Multi-Agent cubature Kalman optimizer: A novel metaheuristic algorithm for solving numerical optimization problems

Optimization problems arise in diverse fields such as engineering, economics, and industry. Metaheuristic algorithms, including the Simulated Kalman Filter (SKF), have been developed to solve these problems. SKF, inspired by the Kalman Filter (KF) in control engineering, requires three parameters (initial error covariance P(0), measurement noise Q, and process noise R). However, studies have yet to focus on tuning these parameters. Furthermore, no significant improvement is shown by the parameter-less SKF (with randomized P(0), Q, and R). Randomly choosing values between 0 and 1 may lead to too small values. As an estimator, KF raises concerns with excessively small Q and R values, which can introduce numerical stability issues and result in unreliable outcomes. Tuning parameters for SKF is a challenging and time-consuming task. The Multi-Agent Cubature Kalman Filter (MACKO), inspired by the Cubature Kalman filter (CKF), was introduced in this work.
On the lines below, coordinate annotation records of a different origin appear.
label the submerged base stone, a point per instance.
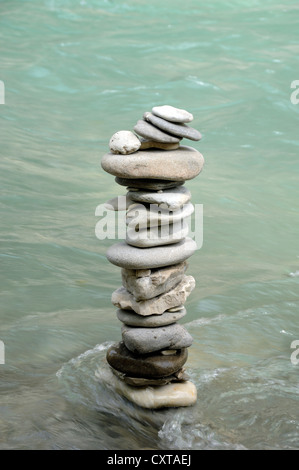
(172, 395)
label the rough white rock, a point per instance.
(124, 142)
(153, 282)
(122, 298)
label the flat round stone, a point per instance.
(148, 365)
(124, 142)
(179, 376)
(182, 164)
(148, 184)
(148, 144)
(157, 236)
(147, 130)
(133, 319)
(118, 203)
(173, 198)
(148, 340)
(140, 216)
(126, 256)
(172, 395)
(172, 114)
(180, 130)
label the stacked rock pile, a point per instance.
(147, 366)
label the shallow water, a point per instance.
(75, 72)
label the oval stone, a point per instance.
(165, 396)
(147, 340)
(127, 256)
(182, 164)
(147, 130)
(148, 184)
(180, 130)
(170, 113)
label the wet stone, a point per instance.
(126, 256)
(128, 317)
(147, 130)
(147, 340)
(154, 282)
(122, 298)
(180, 130)
(182, 164)
(148, 184)
(148, 365)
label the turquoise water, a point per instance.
(75, 72)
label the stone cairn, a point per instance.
(147, 365)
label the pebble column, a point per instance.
(147, 366)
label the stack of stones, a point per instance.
(147, 366)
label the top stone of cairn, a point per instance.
(169, 113)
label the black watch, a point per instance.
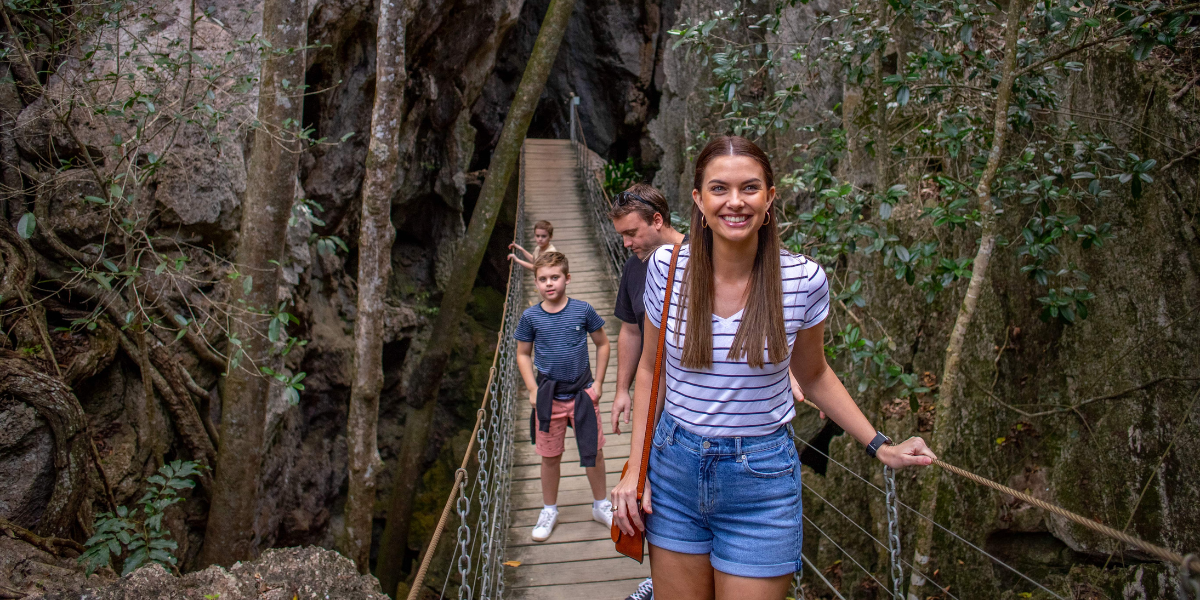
(876, 443)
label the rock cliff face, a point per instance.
(1121, 457)
(465, 60)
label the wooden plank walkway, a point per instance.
(577, 561)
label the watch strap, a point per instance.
(876, 443)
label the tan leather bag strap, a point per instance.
(651, 423)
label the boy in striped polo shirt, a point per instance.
(562, 389)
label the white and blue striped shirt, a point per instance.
(559, 339)
(732, 399)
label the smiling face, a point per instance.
(735, 198)
(640, 237)
(552, 282)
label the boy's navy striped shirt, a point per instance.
(559, 339)
(731, 399)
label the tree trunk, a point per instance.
(949, 383)
(425, 387)
(376, 237)
(231, 533)
(58, 405)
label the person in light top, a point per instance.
(721, 505)
(543, 232)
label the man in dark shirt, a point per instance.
(642, 217)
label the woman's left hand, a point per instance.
(909, 453)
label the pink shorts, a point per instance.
(553, 443)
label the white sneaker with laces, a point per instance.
(645, 591)
(546, 521)
(603, 514)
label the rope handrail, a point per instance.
(1165, 555)
(1188, 565)
(489, 397)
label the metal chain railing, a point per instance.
(597, 199)
(483, 509)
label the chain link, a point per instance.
(889, 486)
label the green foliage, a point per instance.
(292, 385)
(27, 226)
(138, 534)
(937, 105)
(619, 175)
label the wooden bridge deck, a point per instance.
(579, 559)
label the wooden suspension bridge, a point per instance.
(579, 559)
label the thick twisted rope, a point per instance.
(1159, 552)
(461, 474)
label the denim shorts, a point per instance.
(736, 499)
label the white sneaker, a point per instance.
(545, 525)
(603, 514)
(643, 592)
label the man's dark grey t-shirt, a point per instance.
(630, 307)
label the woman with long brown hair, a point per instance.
(721, 504)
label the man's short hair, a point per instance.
(643, 199)
(551, 259)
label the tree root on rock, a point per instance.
(54, 402)
(49, 544)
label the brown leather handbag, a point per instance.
(634, 546)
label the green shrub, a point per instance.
(138, 534)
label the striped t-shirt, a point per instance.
(732, 399)
(559, 339)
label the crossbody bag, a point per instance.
(634, 546)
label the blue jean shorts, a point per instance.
(736, 499)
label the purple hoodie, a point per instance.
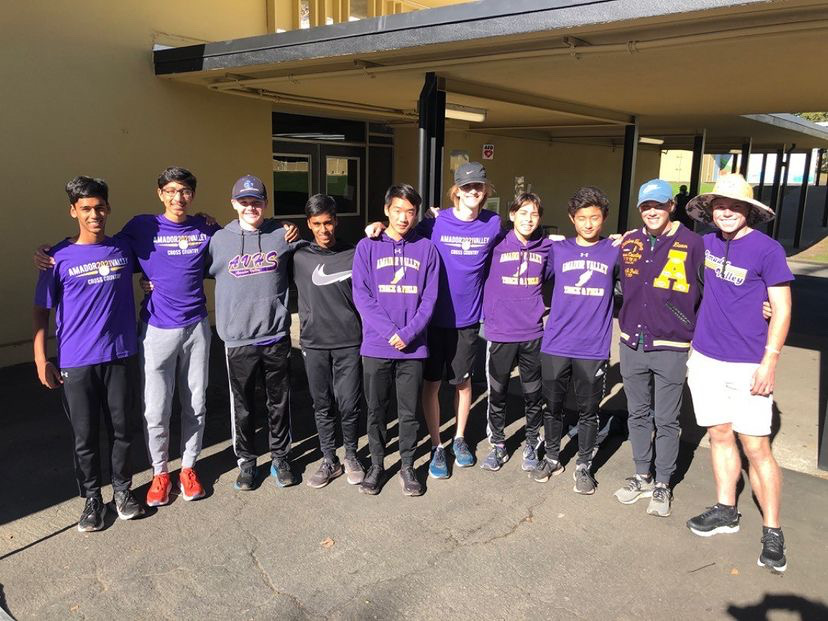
(513, 305)
(395, 288)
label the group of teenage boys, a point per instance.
(402, 310)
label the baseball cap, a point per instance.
(249, 186)
(470, 172)
(656, 190)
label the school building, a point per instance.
(348, 96)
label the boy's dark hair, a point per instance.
(588, 196)
(87, 187)
(404, 191)
(179, 175)
(319, 204)
(526, 197)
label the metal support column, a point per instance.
(696, 166)
(432, 111)
(803, 198)
(627, 174)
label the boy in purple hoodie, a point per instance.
(513, 311)
(395, 280)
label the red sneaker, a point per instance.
(190, 486)
(159, 491)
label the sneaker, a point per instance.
(372, 482)
(281, 471)
(495, 459)
(545, 469)
(635, 488)
(661, 501)
(126, 505)
(92, 516)
(408, 481)
(246, 480)
(189, 485)
(462, 455)
(159, 492)
(715, 520)
(327, 472)
(584, 483)
(354, 470)
(773, 550)
(437, 468)
(530, 457)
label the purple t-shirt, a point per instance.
(730, 326)
(580, 315)
(172, 256)
(90, 286)
(464, 249)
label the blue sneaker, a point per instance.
(438, 469)
(462, 454)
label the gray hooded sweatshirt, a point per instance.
(251, 272)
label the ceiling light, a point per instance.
(465, 113)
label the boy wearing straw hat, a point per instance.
(731, 372)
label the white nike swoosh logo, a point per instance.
(320, 278)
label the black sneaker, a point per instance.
(715, 520)
(92, 516)
(773, 550)
(126, 505)
(372, 483)
(408, 481)
(246, 480)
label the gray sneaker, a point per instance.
(327, 472)
(584, 483)
(661, 501)
(354, 470)
(634, 488)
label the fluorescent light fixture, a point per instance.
(465, 113)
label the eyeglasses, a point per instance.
(185, 193)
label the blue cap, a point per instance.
(249, 186)
(656, 190)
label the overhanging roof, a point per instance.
(554, 69)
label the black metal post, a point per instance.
(627, 174)
(803, 198)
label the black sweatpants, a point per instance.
(109, 389)
(500, 360)
(380, 374)
(334, 377)
(245, 366)
(588, 381)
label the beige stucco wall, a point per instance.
(79, 96)
(554, 169)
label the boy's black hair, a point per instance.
(588, 196)
(526, 197)
(319, 204)
(179, 175)
(87, 187)
(404, 191)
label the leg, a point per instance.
(194, 366)
(319, 369)
(159, 352)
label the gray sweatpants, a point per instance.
(169, 355)
(653, 383)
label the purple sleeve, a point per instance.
(371, 311)
(431, 281)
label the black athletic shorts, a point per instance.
(451, 353)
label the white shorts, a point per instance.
(721, 394)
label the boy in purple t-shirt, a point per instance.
(90, 288)
(731, 372)
(576, 341)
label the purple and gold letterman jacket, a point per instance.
(661, 288)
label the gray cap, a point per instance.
(470, 172)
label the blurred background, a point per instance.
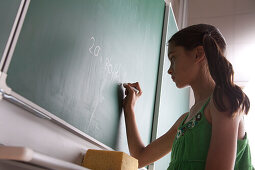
(236, 20)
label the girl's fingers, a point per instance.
(134, 88)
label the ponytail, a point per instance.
(222, 73)
(220, 68)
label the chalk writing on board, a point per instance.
(111, 69)
(110, 74)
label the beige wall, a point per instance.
(236, 20)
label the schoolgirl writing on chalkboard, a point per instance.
(211, 135)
The nature of the Cubature Kalman filter (CKF) allows the use of small values for parameters P(0), Q, and R. In the MACKO algorithm, Cubature Transformation Techniques (CTT) are employed. CTT can use small values for parameters P(0), Q, and R, so CKF was developed to overcome KF and other estimation algorithms. Moreover, in CTT, the term local neighborhoods is used to propagate the cubature point in local search, where the radius, δ, of local search is updated in every iteration to balance between the exploration and exploitation processes. MACKO is evaluated on the CEC 2014 benchmark suite with 30 optimization problems, and its performance is compared with nine existing metaheuristic algorithms. Simulation results demonstrate that MACKO is superior, outperforming the benchmark algorithms, as indicated by Friedman's test with a 5 % significance level.